As for the topic here, perhaps my definition of abusive is a bit narrower than some peoples definition. Physical abuse to me is one person using physical force on another, such as beatings or forced sexual situations. Emotional abuse (IMHO) is something that occurs over a period of months or years in an effort to undermine another persons self esteem. Getting told you're trash once or twice is something most people can shake off. Getting told you're trash over and over again by someone you love leaves a scar. I think when we start throwing any bad behavior into the "abuse" category, we are cheating those very real people out there who suffer from real and debilitating abuse. So possessive and even domineering men don't really fit my definition of abuse based on that alone.

YA books that do alarm me are books like the Hunger Games, where the absolute violence and total lack of consideration for the sanctity of human life. As I was reading it, I thought "Good grief, this is a YA book? I would never let a teenager of mine read this". (Yes, I'm THAT kind of mom.) It was disturbing on so many levels that I decided not to read the other two.
Candice Burnett
15. SleepyVamp
I agree that Twilight does come off as bizarrely stalkerish, however it is pretty clear from the (bad) writing that Meyer used classics like Wuthering Heights and Romeo and Juliet as the literary basis for this trainwreck. Twilight reads as a paranormal manifesto on abstinence and, in the absence of sexual release, want turns to obsession. It just happens to be written by a desperate 15 yr old girl with a glitter pen, that's all.
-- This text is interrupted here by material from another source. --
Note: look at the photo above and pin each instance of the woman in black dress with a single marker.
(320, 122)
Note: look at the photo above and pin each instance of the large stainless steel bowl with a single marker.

Reading the controlling male hero is a safe experience of fantasy submission, and I think that is the space many of these (especially paranormal) romances occupy. The next step being RPGs, then a fully realized D/s relationship.

However in the YA genre I think it reinforces the innocent female/ experienced male gender bias, such as in PC Cast's House of Night series in which Zoe is repeatedly taken advantage of by more experienced male characters. She is sexually weak, yet supernaturally strong. This was an issue I had with Buffy back in the day as Buffy can kick ass at the cemetery yet go all weak in the knees around any boy with dimples. Buffy is finally "conquered' by Spike in a mutual sadomasochistic sexual relationship, which ends in an attempted rape, once again casting Buffy as the victim and reclaimed female innocence.
16. Lynne C
Come On we all love a bad boy!!! Alpha males in series like Dark Hunter and BDB all have their faults and we love them for it. Case in point is Christian in Fifty Shades that can be concieved as a very abusive relationship we don't forgive Christian we accept that Ana loves him just the way he is. Isn't that what love is all about accepting someone faults and all.